Avec 33,15 % des votes exprimés, le Rassemblement national (29,25 %) et ses alliés (UXD, l'Union de l'extrême droite, à 3,90 %) sont arrivés très largement en tête du premier tour des élections législatives anticipées, dimanche 30 juin, devant le Nouveau Front populaire (27,99 %) et la coalition du camp présidentiel regroupée sous la bannière Ensemble (20,04 %), selon les chiffres quasi définitifs du ministère de l'Intérieur.

À gauche, un front républicain se forme pour faire barrage, coûte que coûte, à l'extrême droite pour le second tour, tandis que les macronistes peinent à parler d'une même voix. France 24 fait le point sur ce qu'il faut retenir du premier tour de ce scrutin historique.

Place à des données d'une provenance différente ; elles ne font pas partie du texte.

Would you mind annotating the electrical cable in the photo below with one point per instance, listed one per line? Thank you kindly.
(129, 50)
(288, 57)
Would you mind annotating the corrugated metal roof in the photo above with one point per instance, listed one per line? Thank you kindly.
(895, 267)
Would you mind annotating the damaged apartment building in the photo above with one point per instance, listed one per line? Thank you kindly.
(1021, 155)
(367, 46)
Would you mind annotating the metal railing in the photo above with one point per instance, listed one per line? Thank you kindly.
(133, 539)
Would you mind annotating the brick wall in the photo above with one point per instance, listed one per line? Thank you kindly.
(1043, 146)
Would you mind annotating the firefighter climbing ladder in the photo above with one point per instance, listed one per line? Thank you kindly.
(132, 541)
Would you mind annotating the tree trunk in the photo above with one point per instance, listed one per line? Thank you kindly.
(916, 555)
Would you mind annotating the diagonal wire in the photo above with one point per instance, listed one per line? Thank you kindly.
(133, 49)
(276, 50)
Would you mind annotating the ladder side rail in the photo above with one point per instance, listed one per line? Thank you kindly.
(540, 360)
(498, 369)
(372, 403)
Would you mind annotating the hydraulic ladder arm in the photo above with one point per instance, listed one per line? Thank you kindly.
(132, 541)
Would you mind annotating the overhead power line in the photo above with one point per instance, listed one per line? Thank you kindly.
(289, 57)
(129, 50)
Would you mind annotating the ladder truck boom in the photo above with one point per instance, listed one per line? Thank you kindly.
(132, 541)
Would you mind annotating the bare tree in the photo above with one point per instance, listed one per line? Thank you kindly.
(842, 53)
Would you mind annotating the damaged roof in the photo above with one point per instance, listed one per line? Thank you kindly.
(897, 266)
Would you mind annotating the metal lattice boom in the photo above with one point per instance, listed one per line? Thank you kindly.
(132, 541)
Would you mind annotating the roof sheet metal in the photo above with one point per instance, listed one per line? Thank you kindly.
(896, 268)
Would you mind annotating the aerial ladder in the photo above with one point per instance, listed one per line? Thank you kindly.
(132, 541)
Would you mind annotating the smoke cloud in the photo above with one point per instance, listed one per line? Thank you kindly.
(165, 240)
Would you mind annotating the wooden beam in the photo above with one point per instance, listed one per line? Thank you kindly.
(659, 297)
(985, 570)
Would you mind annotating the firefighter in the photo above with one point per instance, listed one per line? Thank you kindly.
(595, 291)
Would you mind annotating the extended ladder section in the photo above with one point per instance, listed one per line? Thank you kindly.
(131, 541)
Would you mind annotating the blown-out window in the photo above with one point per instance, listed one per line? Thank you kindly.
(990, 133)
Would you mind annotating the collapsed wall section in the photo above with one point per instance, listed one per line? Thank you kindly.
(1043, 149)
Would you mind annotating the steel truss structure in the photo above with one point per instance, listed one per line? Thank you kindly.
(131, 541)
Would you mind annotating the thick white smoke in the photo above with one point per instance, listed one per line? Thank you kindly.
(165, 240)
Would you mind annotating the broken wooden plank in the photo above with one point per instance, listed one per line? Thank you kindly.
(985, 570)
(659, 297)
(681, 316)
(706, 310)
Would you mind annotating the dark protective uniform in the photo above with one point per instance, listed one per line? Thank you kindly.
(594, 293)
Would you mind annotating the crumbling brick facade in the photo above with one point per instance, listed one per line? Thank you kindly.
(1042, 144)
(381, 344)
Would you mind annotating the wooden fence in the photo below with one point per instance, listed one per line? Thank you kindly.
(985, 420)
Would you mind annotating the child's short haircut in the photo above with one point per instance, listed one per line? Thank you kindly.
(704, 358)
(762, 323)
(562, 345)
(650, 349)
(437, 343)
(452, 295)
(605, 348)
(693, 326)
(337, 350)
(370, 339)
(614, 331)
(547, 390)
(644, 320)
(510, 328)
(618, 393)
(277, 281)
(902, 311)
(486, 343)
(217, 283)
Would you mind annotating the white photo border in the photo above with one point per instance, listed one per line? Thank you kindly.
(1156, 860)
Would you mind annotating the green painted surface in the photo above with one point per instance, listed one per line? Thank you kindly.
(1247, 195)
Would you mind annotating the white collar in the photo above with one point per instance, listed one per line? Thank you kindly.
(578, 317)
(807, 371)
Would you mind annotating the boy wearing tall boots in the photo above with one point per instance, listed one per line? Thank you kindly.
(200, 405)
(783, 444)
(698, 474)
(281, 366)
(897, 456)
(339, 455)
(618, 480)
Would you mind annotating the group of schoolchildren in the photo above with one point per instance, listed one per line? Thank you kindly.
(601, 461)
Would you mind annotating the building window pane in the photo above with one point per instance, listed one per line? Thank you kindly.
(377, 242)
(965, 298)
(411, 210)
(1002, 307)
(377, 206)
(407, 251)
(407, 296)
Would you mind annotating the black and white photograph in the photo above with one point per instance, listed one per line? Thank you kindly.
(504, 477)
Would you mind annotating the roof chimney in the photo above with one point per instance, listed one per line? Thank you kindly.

67,5 %, taux de participation le plus élevé depuis 1997

Ces élections ont été marquées par une forte participation électorale, estimée à 67,5 %, la plus élevée depuis 1997. Une participation qui, selon plusieurs experts, a profité aux trois blocs sans véritable distinction.

"Ceux qui ont des affinités politiques se sont mobilisés autour de leurs camps dans des proportions similaires", relève ainsi Adelaïde Zulfikarpasic, directrice générale de BVA, auprès de l'AFP.

"Ça veut dire que la théorie d'une armée de réserve d'abstentionnistes de gauche était fausse. La gauche n'avait pas d'armée de réserve, elle est au taquet à 30 %. Le pays est à droite actuellement", pense quant à lui le politologue Luc Rouban (Sciences Po, CEVIPOF).

"L'offre politique était tellement réduite cette fois-ci qu'il y a très peu de réserves de voix. Toutes les forces étaient présentes", juge Martial Foucault (Sciences Po, CEVIPOF).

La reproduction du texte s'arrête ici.